I had always been interested in God. I remember walking around in my Philadelphia suburb (Warminster) in 1964 and noticing that God was everywhere in sparkles around the trees. I was raised as a Lutheran in one of the local churches. Didn't know much about theology and loved the word amen which meant that I could go home. I also loved the way it was said as there was so much peace in the word.
There was a ferocious assault on Christianity that I first noticed when the Beatles' John Lennon bragged that his group was bigger than Jesus. Then over the next few days he scrambled as the media lit into him and he said it was just something that he noticed not that it was true. But was that the first time I noticed the Culture War? I wanted to have long hair and was glad whenever my parents didn't notice that my hair was getting longer. I remember in the barber shop a barber joking with my mother that his spinning barber pole was "psychadelic." My mother laughed. I didn't know what the word meant.
Allen Ginsberg was a close friend of the Beatles, the Rolling Stones, Bob Dylan and many other bards of thunder in the 1960s and 1970s. He said that one could find God in LSD on a nationally syndicated show. I got interested. I tried it and thought he was probably wrong. I then went to Naropa Institute to study in the summer of 1977. I was 20. I studied with Ginsberg and tried the Buddhist ways of meditation. I tried to write poetry. I had some poems published in the Partisan Review, and many other small press journals. I couldn't understand quite what I was doing and it all seemed like I was starting off on the wrong foot.

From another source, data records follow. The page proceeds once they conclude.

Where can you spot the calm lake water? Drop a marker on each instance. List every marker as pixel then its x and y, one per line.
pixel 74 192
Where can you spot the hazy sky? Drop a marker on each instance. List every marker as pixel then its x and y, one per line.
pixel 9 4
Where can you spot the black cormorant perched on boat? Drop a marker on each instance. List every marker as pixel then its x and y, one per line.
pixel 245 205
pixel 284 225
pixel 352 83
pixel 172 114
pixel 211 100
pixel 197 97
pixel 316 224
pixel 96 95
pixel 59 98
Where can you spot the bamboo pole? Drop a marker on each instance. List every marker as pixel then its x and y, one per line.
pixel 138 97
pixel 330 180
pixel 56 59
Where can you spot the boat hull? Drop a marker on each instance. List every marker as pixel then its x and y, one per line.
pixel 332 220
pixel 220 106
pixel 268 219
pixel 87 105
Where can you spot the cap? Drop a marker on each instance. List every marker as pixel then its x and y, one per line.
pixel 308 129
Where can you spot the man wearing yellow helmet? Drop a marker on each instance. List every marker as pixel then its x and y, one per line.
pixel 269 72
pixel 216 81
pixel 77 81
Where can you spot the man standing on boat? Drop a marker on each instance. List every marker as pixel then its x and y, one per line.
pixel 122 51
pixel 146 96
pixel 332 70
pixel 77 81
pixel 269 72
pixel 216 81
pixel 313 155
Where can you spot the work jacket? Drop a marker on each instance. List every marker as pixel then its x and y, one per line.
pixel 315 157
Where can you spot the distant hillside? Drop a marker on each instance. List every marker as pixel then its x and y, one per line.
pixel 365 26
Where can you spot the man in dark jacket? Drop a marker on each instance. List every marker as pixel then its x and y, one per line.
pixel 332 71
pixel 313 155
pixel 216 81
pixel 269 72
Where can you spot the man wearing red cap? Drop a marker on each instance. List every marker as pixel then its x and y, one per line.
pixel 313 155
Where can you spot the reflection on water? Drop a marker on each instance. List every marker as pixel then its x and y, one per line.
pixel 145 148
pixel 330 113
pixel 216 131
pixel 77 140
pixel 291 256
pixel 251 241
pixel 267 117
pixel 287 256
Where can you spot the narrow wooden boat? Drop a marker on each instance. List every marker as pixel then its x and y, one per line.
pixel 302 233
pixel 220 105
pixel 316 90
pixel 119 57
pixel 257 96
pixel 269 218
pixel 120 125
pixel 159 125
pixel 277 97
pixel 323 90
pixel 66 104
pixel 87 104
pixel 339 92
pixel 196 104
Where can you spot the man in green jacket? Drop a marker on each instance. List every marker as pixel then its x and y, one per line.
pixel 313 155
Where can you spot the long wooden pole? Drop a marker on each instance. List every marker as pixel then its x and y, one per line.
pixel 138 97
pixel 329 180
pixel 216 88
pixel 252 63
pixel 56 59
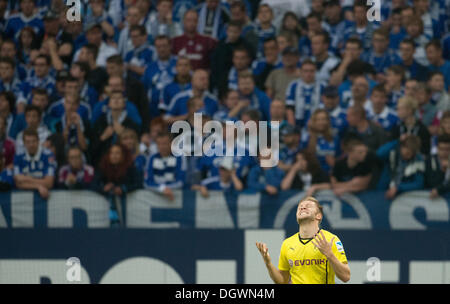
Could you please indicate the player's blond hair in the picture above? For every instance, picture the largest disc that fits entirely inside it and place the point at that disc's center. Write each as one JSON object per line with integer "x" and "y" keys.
{"x": 314, "y": 200}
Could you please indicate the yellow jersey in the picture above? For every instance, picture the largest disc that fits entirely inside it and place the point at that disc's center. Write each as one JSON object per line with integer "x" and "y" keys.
{"x": 305, "y": 263}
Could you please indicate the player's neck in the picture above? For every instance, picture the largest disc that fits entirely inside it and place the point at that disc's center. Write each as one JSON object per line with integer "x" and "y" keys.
{"x": 308, "y": 229}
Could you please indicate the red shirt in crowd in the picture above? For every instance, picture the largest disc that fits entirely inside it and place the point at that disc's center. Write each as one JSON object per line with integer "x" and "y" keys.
{"x": 198, "y": 49}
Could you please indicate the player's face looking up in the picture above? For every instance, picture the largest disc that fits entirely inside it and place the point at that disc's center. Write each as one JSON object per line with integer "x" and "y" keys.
{"x": 308, "y": 211}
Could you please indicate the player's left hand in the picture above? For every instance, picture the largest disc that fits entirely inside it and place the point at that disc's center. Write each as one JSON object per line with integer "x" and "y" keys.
{"x": 321, "y": 243}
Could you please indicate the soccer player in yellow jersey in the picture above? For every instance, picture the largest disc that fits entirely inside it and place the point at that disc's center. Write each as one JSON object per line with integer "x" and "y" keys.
{"x": 311, "y": 256}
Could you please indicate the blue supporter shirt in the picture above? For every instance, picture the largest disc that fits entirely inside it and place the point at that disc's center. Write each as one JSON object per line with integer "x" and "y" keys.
{"x": 17, "y": 22}
{"x": 40, "y": 165}
{"x": 178, "y": 104}
{"x": 170, "y": 90}
{"x": 304, "y": 98}
{"x": 102, "y": 107}
{"x": 164, "y": 172}
{"x": 56, "y": 110}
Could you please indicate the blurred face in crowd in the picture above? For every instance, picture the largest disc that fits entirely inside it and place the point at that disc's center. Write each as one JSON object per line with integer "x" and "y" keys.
{"x": 271, "y": 51}
{"x": 445, "y": 125}
{"x": 116, "y": 102}
{"x": 8, "y": 50}
{"x": 115, "y": 155}
{"x": 406, "y": 15}
{"x": 360, "y": 14}
{"x": 318, "y": 45}
{"x": 238, "y": 14}
{"x": 232, "y": 99}
{"x": 32, "y": 118}
{"x": 164, "y": 145}
{"x": 410, "y": 87}
{"x": 444, "y": 149}
{"x": 133, "y": 16}
{"x": 183, "y": 67}
{"x": 246, "y": 85}
{"x": 434, "y": 55}
{"x": 6, "y": 72}
{"x": 114, "y": 69}
{"x": 40, "y": 100}
{"x": 290, "y": 60}
{"x": 393, "y": 78}
{"x": 233, "y": 33}
{"x": 353, "y": 49}
{"x": 422, "y": 96}
{"x": 313, "y": 24}
{"x": 129, "y": 141}
{"x": 264, "y": 14}
{"x": 94, "y": 36}
{"x": 277, "y": 110}
{"x": 41, "y": 67}
{"x": 403, "y": 111}
{"x": 378, "y": 100}
{"x": 4, "y": 105}
{"x": 115, "y": 84}
{"x": 406, "y": 153}
{"x": 31, "y": 144}
{"x": 137, "y": 38}
{"x": 282, "y": 43}
{"x": 421, "y": 6}
{"x": 190, "y": 22}
{"x": 71, "y": 104}
{"x": 302, "y": 161}
{"x": 75, "y": 159}
{"x": 72, "y": 87}
{"x": 308, "y": 73}
{"x": 360, "y": 88}
{"x": 380, "y": 43}
{"x": 358, "y": 153}
{"x": 330, "y": 102}
{"x": 241, "y": 60}
{"x": 26, "y": 37}
{"x": 333, "y": 13}
{"x": 27, "y": 7}
{"x": 321, "y": 121}
{"x": 163, "y": 48}
{"x": 164, "y": 8}
{"x": 200, "y": 80}
{"x": 406, "y": 52}
{"x": 437, "y": 83}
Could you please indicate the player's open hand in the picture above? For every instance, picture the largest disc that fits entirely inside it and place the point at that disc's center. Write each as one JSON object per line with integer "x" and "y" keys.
{"x": 262, "y": 247}
{"x": 321, "y": 243}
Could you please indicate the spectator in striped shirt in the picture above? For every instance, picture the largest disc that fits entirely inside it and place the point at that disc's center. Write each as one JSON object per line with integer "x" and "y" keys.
{"x": 76, "y": 174}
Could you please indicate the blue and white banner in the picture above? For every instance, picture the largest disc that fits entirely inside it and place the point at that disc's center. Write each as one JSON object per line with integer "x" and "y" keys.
{"x": 146, "y": 209}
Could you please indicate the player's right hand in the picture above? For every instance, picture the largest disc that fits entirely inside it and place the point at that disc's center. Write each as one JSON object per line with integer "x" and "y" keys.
{"x": 262, "y": 247}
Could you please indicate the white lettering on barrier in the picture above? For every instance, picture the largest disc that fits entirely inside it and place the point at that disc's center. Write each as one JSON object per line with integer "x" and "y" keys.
{"x": 141, "y": 270}
{"x": 429, "y": 272}
{"x": 141, "y": 203}
{"x": 31, "y": 271}
{"x": 332, "y": 213}
{"x": 388, "y": 272}
{"x": 22, "y": 209}
{"x": 401, "y": 213}
{"x": 62, "y": 203}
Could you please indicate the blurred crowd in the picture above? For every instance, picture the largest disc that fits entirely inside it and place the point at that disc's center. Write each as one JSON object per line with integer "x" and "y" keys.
{"x": 359, "y": 104}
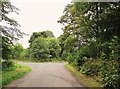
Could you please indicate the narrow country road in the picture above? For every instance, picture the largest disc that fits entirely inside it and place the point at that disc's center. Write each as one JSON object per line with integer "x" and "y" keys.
{"x": 46, "y": 75}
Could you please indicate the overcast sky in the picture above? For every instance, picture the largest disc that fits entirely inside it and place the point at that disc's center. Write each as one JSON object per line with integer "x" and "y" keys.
{"x": 39, "y": 15}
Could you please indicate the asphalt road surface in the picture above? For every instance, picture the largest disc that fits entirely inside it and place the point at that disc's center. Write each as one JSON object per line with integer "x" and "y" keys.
{"x": 47, "y": 75}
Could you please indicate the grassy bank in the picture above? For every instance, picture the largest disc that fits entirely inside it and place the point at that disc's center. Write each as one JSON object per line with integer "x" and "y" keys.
{"x": 85, "y": 80}
{"x": 17, "y": 72}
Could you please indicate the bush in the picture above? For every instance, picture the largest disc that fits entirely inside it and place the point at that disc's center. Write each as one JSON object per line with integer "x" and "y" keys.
{"x": 7, "y": 65}
{"x": 110, "y": 74}
{"x": 91, "y": 67}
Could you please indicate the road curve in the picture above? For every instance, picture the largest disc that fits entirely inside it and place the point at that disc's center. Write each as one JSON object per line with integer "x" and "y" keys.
{"x": 46, "y": 75}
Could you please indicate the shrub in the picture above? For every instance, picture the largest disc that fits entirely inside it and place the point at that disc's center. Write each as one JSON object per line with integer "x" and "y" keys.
{"x": 91, "y": 67}
{"x": 7, "y": 65}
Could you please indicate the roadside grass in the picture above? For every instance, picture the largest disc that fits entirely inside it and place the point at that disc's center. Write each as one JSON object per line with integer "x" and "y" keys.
{"x": 84, "y": 80}
{"x": 39, "y": 61}
{"x": 9, "y": 76}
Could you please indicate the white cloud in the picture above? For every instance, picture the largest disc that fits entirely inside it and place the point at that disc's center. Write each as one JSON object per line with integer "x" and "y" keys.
{"x": 39, "y": 15}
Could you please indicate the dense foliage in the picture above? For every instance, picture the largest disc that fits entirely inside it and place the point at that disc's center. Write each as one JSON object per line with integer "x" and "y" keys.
{"x": 43, "y": 46}
{"x": 91, "y": 40}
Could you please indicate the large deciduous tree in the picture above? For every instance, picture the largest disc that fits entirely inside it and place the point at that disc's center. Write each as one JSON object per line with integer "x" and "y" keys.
{"x": 9, "y": 28}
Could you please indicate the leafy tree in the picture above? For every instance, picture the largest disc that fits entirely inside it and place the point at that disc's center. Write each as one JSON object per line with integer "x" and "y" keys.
{"x": 54, "y": 47}
{"x": 39, "y": 48}
{"x": 17, "y": 50}
{"x": 45, "y": 34}
{"x": 9, "y": 30}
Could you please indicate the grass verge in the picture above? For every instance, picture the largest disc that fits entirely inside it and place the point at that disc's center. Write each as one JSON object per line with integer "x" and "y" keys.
{"x": 84, "y": 80}
{"x": 9, "y": 76}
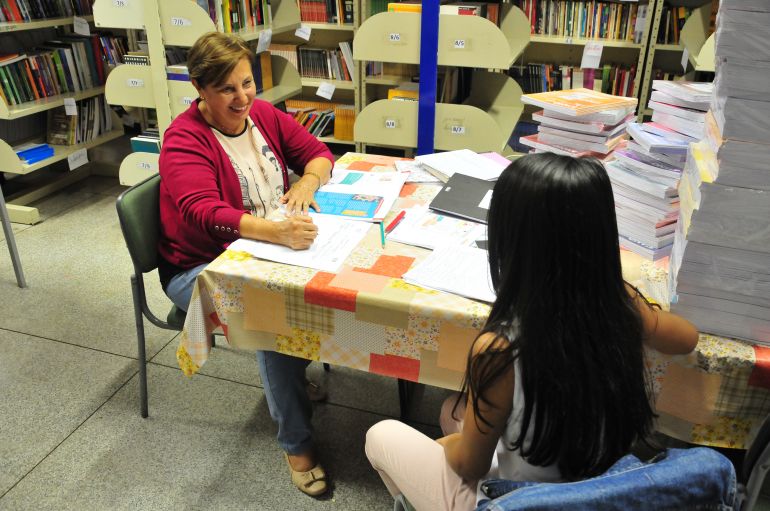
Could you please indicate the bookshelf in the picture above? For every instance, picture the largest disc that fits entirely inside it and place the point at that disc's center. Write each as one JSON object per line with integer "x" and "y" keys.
{"x": 18, "y": 202}
{"x": 485, "y": 119}
{"x": 694, "y": 36}
{"x": 326, "y": 36}
{"x": 169, "y": 23}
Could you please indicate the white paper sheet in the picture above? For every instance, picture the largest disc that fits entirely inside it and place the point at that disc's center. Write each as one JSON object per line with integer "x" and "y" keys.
{"x": 424, "y": 228}
{"x": 337, "y": 237}
{"x": 460, "y": 270}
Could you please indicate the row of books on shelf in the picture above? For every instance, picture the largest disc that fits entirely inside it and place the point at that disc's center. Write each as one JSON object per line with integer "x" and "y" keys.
{"x": 326, "y": 11}
{"x": 67, "y": 64}
{"x": 328, "y": 63}
{"x": 331, "y": 64}
{"x": 671, "y": 23}
{"x": 323, "y": 119}
{"x": 234, "y": 15}
{"x": 604, "y": 20}
{"x": 29, "y": 10}
{"x": 610, "y": 79}
{"x": 490, "y": 11}
{"x": 93, "y": 119}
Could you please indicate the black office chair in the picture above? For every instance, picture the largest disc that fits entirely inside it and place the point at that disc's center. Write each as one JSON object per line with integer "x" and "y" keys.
{"x": 139, "y": 214}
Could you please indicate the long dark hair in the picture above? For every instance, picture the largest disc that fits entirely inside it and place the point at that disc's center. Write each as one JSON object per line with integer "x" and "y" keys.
{"x": 564, "y": 308}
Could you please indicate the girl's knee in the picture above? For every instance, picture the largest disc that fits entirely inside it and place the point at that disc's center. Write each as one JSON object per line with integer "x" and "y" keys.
{"x": 379, "y": 437}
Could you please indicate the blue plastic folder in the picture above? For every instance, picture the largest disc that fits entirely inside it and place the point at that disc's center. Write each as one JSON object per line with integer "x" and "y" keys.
{"x": 353, "y": 205}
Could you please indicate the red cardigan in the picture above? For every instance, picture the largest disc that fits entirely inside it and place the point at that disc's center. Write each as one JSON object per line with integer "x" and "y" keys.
{"x": 200, "y": 197}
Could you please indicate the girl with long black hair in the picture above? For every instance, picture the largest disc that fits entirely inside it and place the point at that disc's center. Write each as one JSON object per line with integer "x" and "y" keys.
{"x": 555, "y": 387}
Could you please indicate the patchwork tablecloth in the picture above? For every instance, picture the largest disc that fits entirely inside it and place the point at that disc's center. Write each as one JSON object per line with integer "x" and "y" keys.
{"x": 366, "y": 317}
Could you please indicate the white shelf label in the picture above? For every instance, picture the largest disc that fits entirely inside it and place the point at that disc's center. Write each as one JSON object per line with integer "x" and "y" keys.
{"x": 325, "y": 90}
{"x": 592, "y": 55}
{"x": 303, "y": 32}
{"x": 264, "y": 40}
{"x": 69, "y": 106}
{"x": 80, "y": 26}
{"x": 180, "y": 22}
{"x": 77, "y": 159}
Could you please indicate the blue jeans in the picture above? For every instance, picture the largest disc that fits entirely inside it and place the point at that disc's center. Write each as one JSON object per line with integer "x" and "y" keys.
{"x": 283, "y": 378}
{"x": 697, "y": 478}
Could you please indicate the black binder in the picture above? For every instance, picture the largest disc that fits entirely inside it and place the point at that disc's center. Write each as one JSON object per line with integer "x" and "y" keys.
{"x": 461, "y": 196}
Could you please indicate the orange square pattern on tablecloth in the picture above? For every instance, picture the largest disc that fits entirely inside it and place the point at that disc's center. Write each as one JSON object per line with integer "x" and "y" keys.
{"x": 394, "y": 366}
{"x": 760, "y": 374}
{"x": 319, "y": 292}
{"x": 390, "y": 266}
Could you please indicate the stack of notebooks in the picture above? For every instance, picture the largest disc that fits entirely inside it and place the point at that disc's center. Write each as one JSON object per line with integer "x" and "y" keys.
{"x": 646, "y": 173}
{"x": 579, "y": 122}
{"x": 720, "y": 264}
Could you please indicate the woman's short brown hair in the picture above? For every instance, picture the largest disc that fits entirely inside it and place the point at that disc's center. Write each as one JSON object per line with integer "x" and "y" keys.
{"x": 214, "y": 56}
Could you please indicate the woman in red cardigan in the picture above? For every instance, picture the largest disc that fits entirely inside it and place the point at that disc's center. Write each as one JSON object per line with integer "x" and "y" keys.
{"x": 224, "y": 167}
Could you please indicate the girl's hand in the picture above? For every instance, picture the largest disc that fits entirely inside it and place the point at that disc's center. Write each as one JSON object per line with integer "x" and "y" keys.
{"x": 300, "y": 196}
{"x": 296, "y": 232}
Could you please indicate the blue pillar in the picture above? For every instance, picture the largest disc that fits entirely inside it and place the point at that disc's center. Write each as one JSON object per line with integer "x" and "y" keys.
{"x": 426, "y": 114}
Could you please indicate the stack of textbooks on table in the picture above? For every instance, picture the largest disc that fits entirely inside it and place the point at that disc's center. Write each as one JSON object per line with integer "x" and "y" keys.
{"x": 720, "y": 263}
{"x": 646, "y": 173}
{"x": 579, "y": 122}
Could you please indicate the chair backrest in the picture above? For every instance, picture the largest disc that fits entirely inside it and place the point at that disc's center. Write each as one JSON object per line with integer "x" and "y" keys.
{"x": 139, "y": 214}
{"x": 697, "y": 478}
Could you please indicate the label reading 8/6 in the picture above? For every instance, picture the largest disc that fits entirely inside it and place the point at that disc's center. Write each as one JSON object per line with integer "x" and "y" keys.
{"x": 180, "y": 22}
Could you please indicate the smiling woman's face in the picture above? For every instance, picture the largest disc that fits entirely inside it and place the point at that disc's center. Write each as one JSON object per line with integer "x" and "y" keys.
{"x": 227, "y": 105}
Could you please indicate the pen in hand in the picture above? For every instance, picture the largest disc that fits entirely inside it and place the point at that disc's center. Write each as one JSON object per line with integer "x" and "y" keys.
{"x": 394, "y": 223}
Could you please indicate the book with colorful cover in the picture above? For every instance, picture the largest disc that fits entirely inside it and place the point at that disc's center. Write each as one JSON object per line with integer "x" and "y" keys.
{"x": 354, "y": 205}
{"x": 578, "y": 101}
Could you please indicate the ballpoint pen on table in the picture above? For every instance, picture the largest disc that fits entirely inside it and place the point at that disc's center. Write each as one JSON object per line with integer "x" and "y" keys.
{"x": 394, "y": 223}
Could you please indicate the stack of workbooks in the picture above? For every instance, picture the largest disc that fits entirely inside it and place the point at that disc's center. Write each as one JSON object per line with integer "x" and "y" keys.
{"x": 720, "y": 264}
{"x": 579, "y": 122}
{"x": 645, "y": 174}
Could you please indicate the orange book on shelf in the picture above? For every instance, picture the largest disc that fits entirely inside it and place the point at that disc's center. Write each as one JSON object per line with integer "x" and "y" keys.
{"x": 578, "y": 101}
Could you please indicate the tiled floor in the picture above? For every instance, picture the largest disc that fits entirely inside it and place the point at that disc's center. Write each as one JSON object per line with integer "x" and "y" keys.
{"x": 70, "y": 432}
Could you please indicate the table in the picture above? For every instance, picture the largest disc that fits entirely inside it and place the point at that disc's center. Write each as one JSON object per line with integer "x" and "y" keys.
{"x": 366, "y": 317}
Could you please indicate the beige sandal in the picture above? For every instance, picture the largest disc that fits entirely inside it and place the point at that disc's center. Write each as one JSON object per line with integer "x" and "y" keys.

I dropped out of poetry for several decades and studied philosophy. I needed to understand all the different philosophies that were coming at me. After years of study I managed to finally understand what it was that I was thinking. I was a Lutheran. No one had encouraged me to be a Lutheran for decades but I still felt that the Lutheran system had gotten everything exactly right. So fundamentally and in my innermost heart, I hadn't changed a whit from the kid who had gone to the suburban Lutheran church in Warminster 20 miles north of Philadelphia. There were blasts of self-recognition that came when my daughter was baptized in a Lutheran church in rural Finland and other blasts along the way as I read Luther's biographies and started to read his own texts. I made my way to a Lutheran church when I got my job in Delhi, New York. I began to read very difficult Lutheran theological texts with the help of a retired pastor. I finally read the Bible as an adult. I met regularly and corresponded with Lutheran pastors one of whom had even been my college professor without my awareness that he was a Lutheran some thirty years ago at East Stroudsburg State College (now University).
All of those men I worked with are now seventy and I am almost 50 (come next September).
The Culture Wars had made it almost impossible for me to find my way back to my Philadelphia suburb, to my family, and to my God. Now that I have gotten back I have had to reinvent poetry for myself too. The initial result will be published in a chapbook sometime this month or next by PR Primeau's Persistencia Press. I think the title is to be Waiting for the Rapture.
The technique is odd -- part Reznikoff as filtered through Ginsberg's technique -- but the feeling isn't like anything else I've encountered in contemporary poetry. It's three decades of Culture War rubble lifted off my cave so that I could once more walk down the street as I did as a child in Warminster looking at "things" as a Lutheran, or actually as I always have, but was too afraid to confess even to myself. I hope my book will help other poets come out of the Christian "closet."
There is no reason to be embarrassed to be a Christian poet, and we should have the same rights of freedom/speech under the First Amendment as everyone else. Finally I feel that I can publish a book of poems and they will make sense, and between the covers of such a book I can find myself at home.